The fact that the volume of digital content worldwide is increasing geometrically demands that preservation activities become more scalable. The economics of long-term storage and access demand that they become more automated. The present state of the art fails to address the need for scalable automated solutions for tasks like the characterization or migration of very large collections. Standard tools break down when faced with very large or complex digital objects; standard workflows break down when faced with a very large number of objects or heterogeneous collections. And yet, the collections at European memory institutions are growing larger every day - many of which are already in the Petabyte range. In short, digital preservation is becoming an application area Big Data.

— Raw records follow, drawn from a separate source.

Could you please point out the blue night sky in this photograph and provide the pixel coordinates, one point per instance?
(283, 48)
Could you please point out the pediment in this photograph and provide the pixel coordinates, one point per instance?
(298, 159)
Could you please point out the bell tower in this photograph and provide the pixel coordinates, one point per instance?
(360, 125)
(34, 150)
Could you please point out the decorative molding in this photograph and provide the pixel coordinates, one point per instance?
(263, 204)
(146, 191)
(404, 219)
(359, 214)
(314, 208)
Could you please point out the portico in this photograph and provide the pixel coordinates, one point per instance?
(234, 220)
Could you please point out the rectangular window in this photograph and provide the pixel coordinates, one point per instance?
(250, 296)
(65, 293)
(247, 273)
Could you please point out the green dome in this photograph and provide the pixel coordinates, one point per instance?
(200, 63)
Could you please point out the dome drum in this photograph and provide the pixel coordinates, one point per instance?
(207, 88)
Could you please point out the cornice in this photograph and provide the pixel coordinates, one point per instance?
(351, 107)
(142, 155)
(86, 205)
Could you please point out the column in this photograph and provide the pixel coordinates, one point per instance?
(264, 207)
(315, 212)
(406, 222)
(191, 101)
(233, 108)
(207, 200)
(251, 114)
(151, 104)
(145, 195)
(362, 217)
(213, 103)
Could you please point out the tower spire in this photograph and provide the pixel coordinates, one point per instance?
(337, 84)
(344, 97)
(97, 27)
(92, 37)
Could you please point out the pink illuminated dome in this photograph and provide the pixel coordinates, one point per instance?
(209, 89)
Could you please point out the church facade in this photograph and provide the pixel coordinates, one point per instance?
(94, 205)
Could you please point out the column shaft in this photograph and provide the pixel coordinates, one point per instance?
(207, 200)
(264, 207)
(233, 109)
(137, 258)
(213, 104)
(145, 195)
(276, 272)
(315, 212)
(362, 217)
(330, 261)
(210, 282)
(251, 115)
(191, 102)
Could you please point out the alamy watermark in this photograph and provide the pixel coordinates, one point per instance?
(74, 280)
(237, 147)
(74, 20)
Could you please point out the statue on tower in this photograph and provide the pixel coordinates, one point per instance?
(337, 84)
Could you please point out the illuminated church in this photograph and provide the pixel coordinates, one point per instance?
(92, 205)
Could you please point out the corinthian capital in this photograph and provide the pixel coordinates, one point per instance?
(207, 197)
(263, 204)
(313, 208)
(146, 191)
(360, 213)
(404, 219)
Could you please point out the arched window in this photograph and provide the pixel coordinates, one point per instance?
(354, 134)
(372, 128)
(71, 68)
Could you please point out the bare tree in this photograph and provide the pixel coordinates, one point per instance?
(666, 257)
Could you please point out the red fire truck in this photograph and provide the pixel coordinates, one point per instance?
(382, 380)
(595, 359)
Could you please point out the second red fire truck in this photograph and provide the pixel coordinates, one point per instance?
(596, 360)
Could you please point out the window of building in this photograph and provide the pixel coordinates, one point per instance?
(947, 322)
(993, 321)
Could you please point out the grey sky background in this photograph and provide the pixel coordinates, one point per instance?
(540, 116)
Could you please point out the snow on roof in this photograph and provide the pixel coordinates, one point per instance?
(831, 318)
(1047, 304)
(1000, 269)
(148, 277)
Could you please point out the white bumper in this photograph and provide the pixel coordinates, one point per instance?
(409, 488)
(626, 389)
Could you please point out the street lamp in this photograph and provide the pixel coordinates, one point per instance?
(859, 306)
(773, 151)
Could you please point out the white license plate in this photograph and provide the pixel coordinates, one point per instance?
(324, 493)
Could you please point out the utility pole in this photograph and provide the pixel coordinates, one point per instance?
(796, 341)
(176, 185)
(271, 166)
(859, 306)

The EU FP7 ICT Project SCAPE (Scalable Preservation Environments), running since February 2011, was initiated in order to address some of these Big Data problems. In particular, data analysis and scientific workflow management play an important role.

h3. Testbeds

The Testbeds validate results of the SCAPE project in three different application areas: Digital Repositories from the library community, Web Content from the web archiving community, and Research Data Sets from the scientific community. The Testbeds provide a description of issues that different internal or external institutions are currently facing with a special focus on large scale data sets that imply a real challenge for solutions to scale up. Solutions that are going to be evaluated by the Testbeds comprise single tool solutions, like tools for data format migration, analysis and identification or quality assurance tools, to complex solutions like the SCAPE Platform or Planning and Watch services. The Testbeds create an implementation of the scenarios and ensure the evaluation of results by creating executable, software-based workflows on the basis of the workflow design and execution workbench Taverna that make use of the different kinds of tools and services created by the project. Complex and single tool solutions are evaluated against defined institutional data sets in order to gain knowledge about their applicability in real life institutional application scenarios, like data repository ingest workflows or data archive maintenance, for example.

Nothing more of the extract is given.